There isn't a Parallel of Latitude but thinks it would have been the
Equator if it had had its rights.
--Pudd'nhead Wilson's New Calendar.
Next to Mr. Rhodes, to me the most interesting convulsion of nature in
South Africa was the diamond-crater. The Rand gold fields are a
stupendous marvel, and they make all other gold fields small, but I was
not a stranger to gold-mining; the veldt was a noble thing to see, but it
was only another and lovelier variety of our Great Plains; the natives
were very far from being uninteresting, but they were not new; and as for
the towns, I could find my way without a guide through the most of them
because I had learned the streets, under other names, in towns just like
them in other lands; but the diamond mine was a wholly fresh thing, a
splendid and absorbing novelty.
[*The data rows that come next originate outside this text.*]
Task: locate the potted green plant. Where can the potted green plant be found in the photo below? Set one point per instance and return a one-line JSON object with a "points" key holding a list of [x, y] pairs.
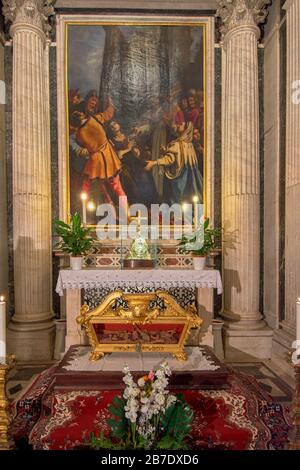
{"points": [[200, 244], [76, 240]]}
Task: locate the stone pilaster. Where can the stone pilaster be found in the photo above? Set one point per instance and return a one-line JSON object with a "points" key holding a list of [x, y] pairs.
{"points": [[292, 222], [245, 328], [31, 330]]}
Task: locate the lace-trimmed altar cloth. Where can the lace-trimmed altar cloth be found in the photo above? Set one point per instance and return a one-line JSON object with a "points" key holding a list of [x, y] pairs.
{"points": [[197, 360], [150, 278]]}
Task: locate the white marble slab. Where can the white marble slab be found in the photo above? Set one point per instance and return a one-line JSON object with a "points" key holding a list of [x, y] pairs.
{"points": [[150, 278]]}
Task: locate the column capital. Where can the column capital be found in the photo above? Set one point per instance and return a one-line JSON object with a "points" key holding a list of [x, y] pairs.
{"points": [[241, 13], [34, 13]]}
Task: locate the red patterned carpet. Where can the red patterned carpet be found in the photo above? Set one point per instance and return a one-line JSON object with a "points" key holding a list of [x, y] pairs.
{"points": [[241, 418]]}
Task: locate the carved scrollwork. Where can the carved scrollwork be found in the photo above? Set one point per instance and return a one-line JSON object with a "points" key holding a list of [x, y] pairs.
{"points": [[151, 329], [234, 13], [34, 12]]}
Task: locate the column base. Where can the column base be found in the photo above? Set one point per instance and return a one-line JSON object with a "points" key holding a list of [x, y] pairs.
{"points": [[247, 345], [281, 350], [31, 342]]}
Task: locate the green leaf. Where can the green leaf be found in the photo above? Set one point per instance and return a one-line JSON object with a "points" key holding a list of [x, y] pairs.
{"points": [[177, 420], [76, 239]]}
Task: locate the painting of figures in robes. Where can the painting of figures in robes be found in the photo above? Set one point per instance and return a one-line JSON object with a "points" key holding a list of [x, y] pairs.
{"points": [[136, 113]]}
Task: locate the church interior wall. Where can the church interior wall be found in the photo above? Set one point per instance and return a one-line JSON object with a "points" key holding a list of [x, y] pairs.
{"points": [[3, 185]]}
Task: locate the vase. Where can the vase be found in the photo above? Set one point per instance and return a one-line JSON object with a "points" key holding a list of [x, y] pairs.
{"points": [[76, 262], [199, 262]]}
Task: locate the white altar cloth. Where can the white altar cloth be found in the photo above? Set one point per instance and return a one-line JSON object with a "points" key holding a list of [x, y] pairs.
{"points": [[70, 284], [149, 278], [139, 361]]}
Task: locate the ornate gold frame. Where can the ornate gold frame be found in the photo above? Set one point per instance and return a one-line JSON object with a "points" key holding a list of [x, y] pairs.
{"points": [[63, 23], [139, 312]]}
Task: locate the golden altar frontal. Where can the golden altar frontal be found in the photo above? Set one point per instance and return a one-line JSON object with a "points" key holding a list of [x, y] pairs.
{"points": [[150, 322]]}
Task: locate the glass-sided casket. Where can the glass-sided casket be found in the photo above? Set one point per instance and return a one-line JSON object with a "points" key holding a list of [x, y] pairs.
{"points": [[152, 322]]}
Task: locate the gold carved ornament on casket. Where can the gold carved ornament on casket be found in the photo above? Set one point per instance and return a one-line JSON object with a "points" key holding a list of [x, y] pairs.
{"points": [[151, 322]]}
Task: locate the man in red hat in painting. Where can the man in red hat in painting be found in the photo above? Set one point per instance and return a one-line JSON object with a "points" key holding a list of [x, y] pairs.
{"points": [[103, 163]]}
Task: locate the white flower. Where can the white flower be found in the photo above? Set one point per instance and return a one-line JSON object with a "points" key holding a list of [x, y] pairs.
{"points": [[170, 400], [144, 399], [144, 409], [141, 382], [132, 416], [160, 399]]}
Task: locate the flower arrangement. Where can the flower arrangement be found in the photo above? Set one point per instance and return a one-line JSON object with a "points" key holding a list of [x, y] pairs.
{"points": [[147, 416], [76, 239], [204, 242]]}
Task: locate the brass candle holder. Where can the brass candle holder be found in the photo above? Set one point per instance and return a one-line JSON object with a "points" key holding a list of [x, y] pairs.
{"points": [[294, 438], [5, 441]]}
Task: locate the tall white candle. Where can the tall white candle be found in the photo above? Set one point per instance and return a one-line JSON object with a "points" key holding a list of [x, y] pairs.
{"points": [[196, 200], [2, 330], [83, 199], [298, 321]]}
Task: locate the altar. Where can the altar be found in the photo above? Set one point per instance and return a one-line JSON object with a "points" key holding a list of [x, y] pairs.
{"points": [[71, 284]]}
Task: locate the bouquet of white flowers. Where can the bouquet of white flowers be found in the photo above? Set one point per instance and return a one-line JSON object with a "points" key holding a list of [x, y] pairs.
{"points": [[147, 416]]}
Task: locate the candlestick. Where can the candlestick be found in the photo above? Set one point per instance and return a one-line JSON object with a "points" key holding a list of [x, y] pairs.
{"points": [[196, 200], [298, 321], [2, 330], [5, 411], [83, 199], [91, 206]]}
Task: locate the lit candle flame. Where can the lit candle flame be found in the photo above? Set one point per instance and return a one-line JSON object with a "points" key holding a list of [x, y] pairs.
{"points": [[184, 206], [91, 206]]}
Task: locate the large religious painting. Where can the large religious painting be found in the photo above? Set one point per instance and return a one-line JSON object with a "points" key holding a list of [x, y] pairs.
{"points": [[136, 112]]}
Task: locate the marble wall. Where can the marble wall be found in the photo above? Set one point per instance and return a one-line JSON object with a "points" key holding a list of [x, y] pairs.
{"points": [[267, 192], [272, 166], [3, 186]]}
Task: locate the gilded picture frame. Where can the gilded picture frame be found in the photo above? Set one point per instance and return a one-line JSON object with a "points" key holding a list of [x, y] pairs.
{"points": [[64, 23]]}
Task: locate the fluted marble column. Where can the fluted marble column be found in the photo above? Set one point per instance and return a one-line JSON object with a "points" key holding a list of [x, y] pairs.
{"points": [[31, 331], [292, 223], [245, 328]]}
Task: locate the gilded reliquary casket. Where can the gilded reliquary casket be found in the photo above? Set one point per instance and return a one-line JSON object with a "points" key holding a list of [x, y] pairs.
{"points": [[138, 322]]}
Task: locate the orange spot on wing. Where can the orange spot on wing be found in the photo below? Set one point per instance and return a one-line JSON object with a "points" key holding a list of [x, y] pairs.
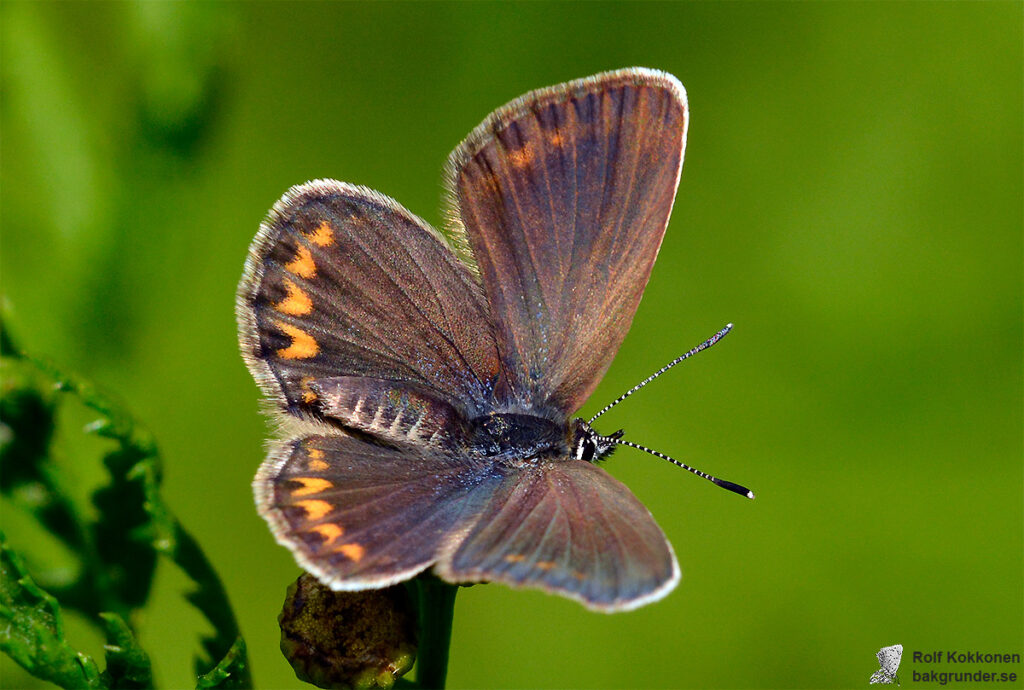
{"points": [[303, 264], [296, 303], [314, 508], [352, 551], [323, 235], [303, 345], [311, 485], [329, 531]]}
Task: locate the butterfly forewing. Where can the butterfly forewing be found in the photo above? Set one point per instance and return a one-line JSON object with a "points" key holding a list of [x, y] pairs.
{"points": [[563, 197], [567, 526], [421, 377], [359, 515], [344, 282]]}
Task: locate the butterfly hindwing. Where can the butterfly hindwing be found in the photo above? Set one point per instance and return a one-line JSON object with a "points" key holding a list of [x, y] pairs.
{"points": [[359, 515], [569, 527], [343, 282], [563, 197]]}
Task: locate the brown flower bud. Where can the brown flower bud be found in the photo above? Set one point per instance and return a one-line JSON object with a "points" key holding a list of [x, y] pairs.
{"points": [[356, 640]]}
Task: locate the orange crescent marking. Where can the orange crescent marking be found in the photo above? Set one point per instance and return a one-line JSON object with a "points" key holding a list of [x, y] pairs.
{"points": [[296, 303], [303, 264], [303, 345], [314, 508], [311, 485], [329, 531], [323, 235]]}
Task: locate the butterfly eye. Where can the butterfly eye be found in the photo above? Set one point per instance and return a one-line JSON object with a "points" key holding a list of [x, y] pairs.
{"points": [[586, 448]]}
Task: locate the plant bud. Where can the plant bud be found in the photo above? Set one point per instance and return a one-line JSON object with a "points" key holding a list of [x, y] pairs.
{"points": [[347, 639]]}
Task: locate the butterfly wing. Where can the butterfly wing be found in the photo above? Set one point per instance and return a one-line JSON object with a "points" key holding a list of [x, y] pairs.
{"points": [[343, 282], [566, 526], [562, 198], [358, 515]]}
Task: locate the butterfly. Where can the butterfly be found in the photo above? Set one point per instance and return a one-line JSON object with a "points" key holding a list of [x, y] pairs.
{"points": [[889, 658], [426, 390]]}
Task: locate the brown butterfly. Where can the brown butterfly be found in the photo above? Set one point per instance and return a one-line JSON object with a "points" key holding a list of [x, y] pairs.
{"points": [[426, 392]]}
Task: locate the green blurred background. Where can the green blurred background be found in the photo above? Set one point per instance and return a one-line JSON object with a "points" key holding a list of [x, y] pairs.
{"points": [[851, 200]]}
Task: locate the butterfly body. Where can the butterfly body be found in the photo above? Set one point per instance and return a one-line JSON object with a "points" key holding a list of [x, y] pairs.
{"points": [[427, 389]]}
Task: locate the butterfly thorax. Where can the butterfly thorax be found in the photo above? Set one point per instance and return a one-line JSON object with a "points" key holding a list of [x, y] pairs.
{"points": [[515, 436]]}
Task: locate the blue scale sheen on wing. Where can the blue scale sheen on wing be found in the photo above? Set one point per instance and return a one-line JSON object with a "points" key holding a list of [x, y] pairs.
{"points": [[563, 197], [569, 527], [361, 516], [344, 282], [356, 313]]}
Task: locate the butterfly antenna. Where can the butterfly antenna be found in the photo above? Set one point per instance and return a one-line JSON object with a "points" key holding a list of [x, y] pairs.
{"points": [[735, 488], [702, 346]]}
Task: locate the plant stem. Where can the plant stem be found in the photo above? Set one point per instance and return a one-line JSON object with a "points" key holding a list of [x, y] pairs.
{"points": [[436, 609]]}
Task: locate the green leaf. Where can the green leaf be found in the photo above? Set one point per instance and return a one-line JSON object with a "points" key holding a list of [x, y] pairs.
{"points": [[119, 551], [32, 630], [127, 664], [28, 474], [231, 672]]}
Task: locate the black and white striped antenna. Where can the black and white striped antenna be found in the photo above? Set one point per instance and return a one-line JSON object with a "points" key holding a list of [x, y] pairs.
{"points": [[728, 485], [702, 346]]}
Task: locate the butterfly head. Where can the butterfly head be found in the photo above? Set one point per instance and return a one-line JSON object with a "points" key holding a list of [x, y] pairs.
{"points": [[590, 445]]}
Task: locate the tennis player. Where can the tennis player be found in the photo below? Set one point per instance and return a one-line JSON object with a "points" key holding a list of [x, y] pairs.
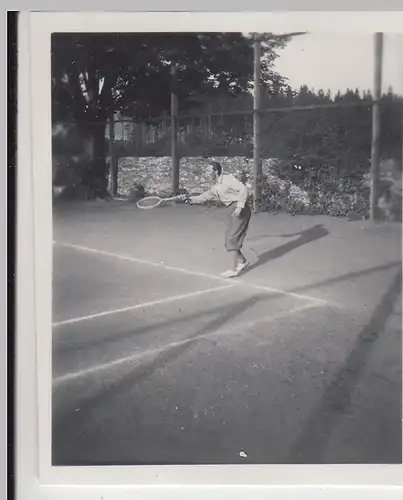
{"points": [[234, 195]]}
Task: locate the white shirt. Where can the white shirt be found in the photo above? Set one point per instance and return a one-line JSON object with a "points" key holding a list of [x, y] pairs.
{"points": [[228, 190]]}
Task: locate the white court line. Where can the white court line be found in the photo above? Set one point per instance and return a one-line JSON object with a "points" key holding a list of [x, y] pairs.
{"points": [[140, 306], [186, 271], [127, 359]]}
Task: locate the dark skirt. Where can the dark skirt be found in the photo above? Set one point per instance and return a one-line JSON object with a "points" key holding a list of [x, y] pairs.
{"points": [[237, 228]]}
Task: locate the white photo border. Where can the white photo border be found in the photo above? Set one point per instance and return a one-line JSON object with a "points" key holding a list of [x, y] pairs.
{"points": [[35, 270]]}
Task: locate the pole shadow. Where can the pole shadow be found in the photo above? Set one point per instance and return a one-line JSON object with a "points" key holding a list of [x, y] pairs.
{"points": [[307, 236], [315, 434], [73, 432]]}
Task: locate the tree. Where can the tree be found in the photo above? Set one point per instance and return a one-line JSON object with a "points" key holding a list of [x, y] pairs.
{"points": [[94, 75]]}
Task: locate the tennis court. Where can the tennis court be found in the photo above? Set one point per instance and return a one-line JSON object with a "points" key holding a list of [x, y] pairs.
{"points": [[157, 359]]}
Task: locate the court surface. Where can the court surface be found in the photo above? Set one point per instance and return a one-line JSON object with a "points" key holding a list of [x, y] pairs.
{"points": [[156, 359]]}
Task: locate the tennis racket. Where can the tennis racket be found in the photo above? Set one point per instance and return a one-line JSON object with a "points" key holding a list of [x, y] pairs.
{"points": [[154, 201]]}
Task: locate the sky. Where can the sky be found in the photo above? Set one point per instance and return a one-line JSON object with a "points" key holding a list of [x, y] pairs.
{"points": [[340, 61]]}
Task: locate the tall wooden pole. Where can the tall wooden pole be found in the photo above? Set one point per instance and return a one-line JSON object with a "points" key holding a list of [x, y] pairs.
{"points": [[257, 166], [376, 125], [113, 162], [174, 132]]}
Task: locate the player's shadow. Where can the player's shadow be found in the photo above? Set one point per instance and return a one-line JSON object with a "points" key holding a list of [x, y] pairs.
{"points": [[307, 236]]}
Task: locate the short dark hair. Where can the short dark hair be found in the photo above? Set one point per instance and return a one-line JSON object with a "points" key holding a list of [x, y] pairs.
{"points": [[216, 167]]}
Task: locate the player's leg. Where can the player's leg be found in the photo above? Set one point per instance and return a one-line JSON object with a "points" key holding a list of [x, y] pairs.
{"points": [[234, 238]]}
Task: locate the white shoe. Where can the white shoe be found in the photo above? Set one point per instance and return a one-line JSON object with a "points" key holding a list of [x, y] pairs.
{"points": [[230, 273], [242, 267]]}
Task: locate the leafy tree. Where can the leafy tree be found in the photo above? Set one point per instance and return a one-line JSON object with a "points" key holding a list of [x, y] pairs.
{"points": [[94, 75]]}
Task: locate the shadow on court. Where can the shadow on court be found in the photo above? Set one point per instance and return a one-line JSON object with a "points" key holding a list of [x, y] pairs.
{"points": [[312, 234], [71, 428], [314, 436]]}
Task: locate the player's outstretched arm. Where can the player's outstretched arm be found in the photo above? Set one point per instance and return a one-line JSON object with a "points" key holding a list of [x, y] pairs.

Very few people in the world have seen
the diamond in its home. It has but three or four homes in the world,
whereas gold has a million. It is worth while to journey around the
globe to see anything which can truthfully be called a novelty, and the
diamond mine is the greatest and most select and restricted novelty which
the globe has in stock.
The Kimberley diamond deposits were discovered about 1869, I think. When
everything is taken into consideration, the wonder is that they were not
discovered five thousand years ago and made familiar to the African world
for the rest of time. For this reason the first diamonds were found on
the surface of the ground. They were smooth and limpid, and in the
sunlight they vomited fire. They were the very things which an African
savage of any era would value above every other thing in the world
excepting a glass bead. For two or three centuries we have been buying
his lands, his cattle, his neighbor, and any other thing he had for sale,
for glass beads and so it is strange that he was indifferent to the
diamonds--for he must have pickets them up many and many a time. It
would not occur to him to try to sell them to whites, of course, since
the whites already had plenty of glass beads, and more fashionably
shaped, too, than these; but one would think that the poorer sort of
black, who could not afford real glass, would have been humbly content to
decorate himself with the imitation, and that presently the white trader
would notice the things, and dimly suspect, and carry some of them home,
and find out what they were, and at once empty a multitude of
fortune-hunters into Africa. There are many strange things in human
history; one of the strangest is that the sparkling diamonds laid there
so long without exciting any one's interest.